Bothersome Urination in Men
Many men are troubled with urinary frequency and urgency, which means they need to urinate too often, and, when they have to go, they have to get there right away. Also, they notice they need to urinate too often at night.
I have to go too often, I have to get there right away, and I am up too much at night”
How is the urinary system put together? How does the prostate change?
To understand why these changes develop, and to understand how they are treated, it helps to know how the urinary system works. The kidneys in the back make the urine that runs through tubes to the bladder. The bladder’s job is to hold urine until full, then empty to the outside through urinary pathway (the urethra) the first part of which is the prostate.
When men are 20 years old, the prostate is normal in size and the urinary pathway is wide open. When men reach 40, the prostate begins to enlarge and block the pathway that makes it more difficult for the bladder to push urine to the outside.
It is useful to recognize that the bladder has two jobs. First – store urine. Second – empty urine to the outside. When men are past 40, the bladder has trouble with both functions.
Why do men get frequency and urgency?
When symptoms of urinary frequency and urgency develop, it represents the inability of the bladder to store urine with ease. There are usually two reasons that occurs- age related loss of bladder wall elasticity, and blockage of the urinary pathway by the prostate.
First, the bladder changes. It becomes less elastic after age 40. When the bladder is less elastic it does not store as well (it can’t hold as much, or to say it another way, it has a smaller storage capacity). It has to empty more often. Also, as the bladder becomes less elastic, when it reaches its capacity (the maximum amount it can hold), it cannot continue to expand further (as it could when it was more elastic). When the less elastic bladder can stretch no further, it wants to empty, and that is when a man notes that he feels the urge to go and finds it difficult to postpone urination.
Second, the prostate enlarges and blocks the pathway. As the prostate blocks the urinary pathway, the bladder muscle has to work harder to push against the blockage. When the bladder muscle works harder against resistance, it becomes thicker, which is another reason that it becomes less elastic.
Sometimes, the bladder does not empty completely, and there is post void residual, which is urine left behind after the bladder makes its effort to empty. When the post void residual volume increases, the amount of space available to store additional urine decreases, so the actual “working” capacity of the bladder is diminished.

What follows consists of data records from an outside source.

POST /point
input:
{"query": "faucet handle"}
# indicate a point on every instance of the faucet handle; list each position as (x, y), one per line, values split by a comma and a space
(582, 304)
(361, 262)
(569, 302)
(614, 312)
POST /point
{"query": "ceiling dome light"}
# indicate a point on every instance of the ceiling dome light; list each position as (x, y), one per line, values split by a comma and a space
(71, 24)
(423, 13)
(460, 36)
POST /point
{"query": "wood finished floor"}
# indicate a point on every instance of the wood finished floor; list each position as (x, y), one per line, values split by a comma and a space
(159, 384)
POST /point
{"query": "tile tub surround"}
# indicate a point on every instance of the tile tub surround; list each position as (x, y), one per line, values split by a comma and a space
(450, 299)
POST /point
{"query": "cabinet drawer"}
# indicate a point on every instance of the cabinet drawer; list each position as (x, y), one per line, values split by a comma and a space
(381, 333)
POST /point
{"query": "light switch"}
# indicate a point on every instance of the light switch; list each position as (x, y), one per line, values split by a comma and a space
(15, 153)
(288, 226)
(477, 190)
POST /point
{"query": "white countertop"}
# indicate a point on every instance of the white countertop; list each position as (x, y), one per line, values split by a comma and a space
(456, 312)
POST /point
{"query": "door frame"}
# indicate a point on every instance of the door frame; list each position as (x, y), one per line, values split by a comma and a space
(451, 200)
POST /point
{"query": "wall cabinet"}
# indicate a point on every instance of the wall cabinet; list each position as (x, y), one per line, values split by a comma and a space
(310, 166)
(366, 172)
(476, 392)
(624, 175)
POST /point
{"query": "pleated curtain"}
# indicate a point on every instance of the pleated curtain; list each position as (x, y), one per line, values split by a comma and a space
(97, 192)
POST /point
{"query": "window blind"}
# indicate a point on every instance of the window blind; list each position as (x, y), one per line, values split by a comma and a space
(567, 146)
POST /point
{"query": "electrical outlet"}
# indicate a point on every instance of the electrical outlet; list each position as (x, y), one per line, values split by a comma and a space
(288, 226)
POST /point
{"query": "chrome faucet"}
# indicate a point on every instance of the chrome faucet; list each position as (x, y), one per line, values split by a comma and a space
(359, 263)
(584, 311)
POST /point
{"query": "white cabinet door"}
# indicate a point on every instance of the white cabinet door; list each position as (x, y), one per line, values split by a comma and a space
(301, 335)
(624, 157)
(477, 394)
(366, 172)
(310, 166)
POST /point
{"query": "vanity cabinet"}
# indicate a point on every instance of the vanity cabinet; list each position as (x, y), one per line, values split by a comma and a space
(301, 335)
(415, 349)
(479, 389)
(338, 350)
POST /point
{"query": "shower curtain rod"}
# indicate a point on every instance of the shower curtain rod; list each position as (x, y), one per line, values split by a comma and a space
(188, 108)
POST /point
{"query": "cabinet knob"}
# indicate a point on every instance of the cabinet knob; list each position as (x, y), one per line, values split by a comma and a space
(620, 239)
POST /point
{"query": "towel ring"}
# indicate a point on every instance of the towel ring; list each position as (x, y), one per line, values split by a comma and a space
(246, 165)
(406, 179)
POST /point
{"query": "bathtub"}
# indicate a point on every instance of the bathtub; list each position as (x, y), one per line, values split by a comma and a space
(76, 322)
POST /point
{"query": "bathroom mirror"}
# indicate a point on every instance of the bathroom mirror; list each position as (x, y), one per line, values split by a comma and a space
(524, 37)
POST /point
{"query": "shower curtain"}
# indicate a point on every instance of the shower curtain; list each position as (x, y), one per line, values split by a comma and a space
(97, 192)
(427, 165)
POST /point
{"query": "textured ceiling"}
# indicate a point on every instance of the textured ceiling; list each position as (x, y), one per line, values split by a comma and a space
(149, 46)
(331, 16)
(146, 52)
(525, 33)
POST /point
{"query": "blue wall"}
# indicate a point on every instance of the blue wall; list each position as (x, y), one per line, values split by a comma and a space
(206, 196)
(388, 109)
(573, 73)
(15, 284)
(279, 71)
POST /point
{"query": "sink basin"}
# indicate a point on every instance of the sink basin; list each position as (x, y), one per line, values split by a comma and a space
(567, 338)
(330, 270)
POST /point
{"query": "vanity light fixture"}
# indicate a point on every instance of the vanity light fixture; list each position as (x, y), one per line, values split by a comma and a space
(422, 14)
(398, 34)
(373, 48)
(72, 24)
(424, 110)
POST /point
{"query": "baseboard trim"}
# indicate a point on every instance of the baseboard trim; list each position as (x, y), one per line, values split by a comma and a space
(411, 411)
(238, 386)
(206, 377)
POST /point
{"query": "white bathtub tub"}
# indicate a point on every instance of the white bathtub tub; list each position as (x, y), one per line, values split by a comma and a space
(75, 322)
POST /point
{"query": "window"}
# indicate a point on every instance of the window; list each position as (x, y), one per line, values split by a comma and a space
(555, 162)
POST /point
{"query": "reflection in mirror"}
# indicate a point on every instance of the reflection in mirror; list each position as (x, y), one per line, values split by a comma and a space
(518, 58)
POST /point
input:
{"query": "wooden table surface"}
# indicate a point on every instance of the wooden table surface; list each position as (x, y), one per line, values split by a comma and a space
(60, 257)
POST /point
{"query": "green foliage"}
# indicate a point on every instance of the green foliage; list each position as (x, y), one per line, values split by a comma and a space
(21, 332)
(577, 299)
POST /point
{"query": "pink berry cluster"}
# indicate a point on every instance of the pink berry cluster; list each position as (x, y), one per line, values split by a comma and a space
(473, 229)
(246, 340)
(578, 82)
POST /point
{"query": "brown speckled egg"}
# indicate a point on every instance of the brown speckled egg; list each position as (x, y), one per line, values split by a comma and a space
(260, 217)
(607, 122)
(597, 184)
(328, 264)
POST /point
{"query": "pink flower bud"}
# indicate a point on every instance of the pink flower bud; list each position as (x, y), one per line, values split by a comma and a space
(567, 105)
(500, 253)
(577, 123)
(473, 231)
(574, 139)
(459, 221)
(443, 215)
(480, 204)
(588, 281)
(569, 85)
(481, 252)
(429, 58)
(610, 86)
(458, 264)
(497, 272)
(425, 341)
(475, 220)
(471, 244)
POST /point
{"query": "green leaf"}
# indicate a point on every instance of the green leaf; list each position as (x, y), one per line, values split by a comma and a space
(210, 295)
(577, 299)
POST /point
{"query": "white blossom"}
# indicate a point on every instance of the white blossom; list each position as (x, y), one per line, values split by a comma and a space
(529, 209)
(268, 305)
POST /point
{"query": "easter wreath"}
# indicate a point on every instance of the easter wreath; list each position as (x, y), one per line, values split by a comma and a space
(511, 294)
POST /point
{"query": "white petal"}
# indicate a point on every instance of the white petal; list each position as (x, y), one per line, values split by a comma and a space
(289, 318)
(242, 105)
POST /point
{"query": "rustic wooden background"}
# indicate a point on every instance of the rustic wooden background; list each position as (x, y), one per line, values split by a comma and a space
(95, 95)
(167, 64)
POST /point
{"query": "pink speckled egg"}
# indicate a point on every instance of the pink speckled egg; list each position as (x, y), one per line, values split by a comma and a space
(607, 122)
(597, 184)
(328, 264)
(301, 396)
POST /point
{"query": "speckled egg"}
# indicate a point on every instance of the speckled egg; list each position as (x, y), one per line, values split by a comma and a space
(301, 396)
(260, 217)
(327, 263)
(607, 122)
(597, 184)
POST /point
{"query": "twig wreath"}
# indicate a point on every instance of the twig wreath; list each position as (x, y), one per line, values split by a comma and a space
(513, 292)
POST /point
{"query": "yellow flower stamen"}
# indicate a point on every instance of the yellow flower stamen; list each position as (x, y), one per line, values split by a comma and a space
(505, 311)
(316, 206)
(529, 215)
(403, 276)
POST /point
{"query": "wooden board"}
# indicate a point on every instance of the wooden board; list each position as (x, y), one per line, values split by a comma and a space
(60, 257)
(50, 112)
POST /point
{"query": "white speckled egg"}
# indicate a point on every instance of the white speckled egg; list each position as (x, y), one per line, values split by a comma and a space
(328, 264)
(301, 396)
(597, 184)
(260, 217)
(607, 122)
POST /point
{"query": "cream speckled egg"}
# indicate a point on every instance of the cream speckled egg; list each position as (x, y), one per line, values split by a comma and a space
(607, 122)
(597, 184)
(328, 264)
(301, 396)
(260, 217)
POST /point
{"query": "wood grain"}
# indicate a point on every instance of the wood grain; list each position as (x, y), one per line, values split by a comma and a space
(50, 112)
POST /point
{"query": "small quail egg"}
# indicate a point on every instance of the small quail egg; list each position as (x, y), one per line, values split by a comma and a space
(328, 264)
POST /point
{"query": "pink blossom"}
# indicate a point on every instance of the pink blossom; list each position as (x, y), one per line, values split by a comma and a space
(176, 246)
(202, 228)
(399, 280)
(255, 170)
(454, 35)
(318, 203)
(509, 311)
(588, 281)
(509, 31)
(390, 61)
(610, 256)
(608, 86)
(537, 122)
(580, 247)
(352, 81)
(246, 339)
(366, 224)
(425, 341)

A question men often ask is: “does the enlarged prostate push up into the bladder and take up space so that the bladder capacity is less?“ Interestingly, even as the prostate gets bigger, it does not take up that much space inside the bladder, so that is not the reason the bladder holds less. Rather, as already explained, the bladder holds less urine because it is less elastic, and it may have higher post void residual.
How are frequency and urgency treated?
When men are bothered by frequency and urgency, often both parts of the problem need to be addressed.
First, the obstruction by the prostate should be addressed. Different types of drugs are available, such as tamsulosin (flomax) which opens the pathway, and finasteride (proscar), which reduces the size of the prostate. When pills are not enough to relieve blockage, procedures are used to open the pathway, including the greenlight laser and urolift. The ways to treat blockage caused by the prostate are discussed in our BPH newsletter.
When the obstruction is lessened, the bladder does not have to work as hard to push the urine out, and it may become less thickened and regain some of its elasticity. There may also be an increase in the “working” capacity of the bladder if there is less post void residual.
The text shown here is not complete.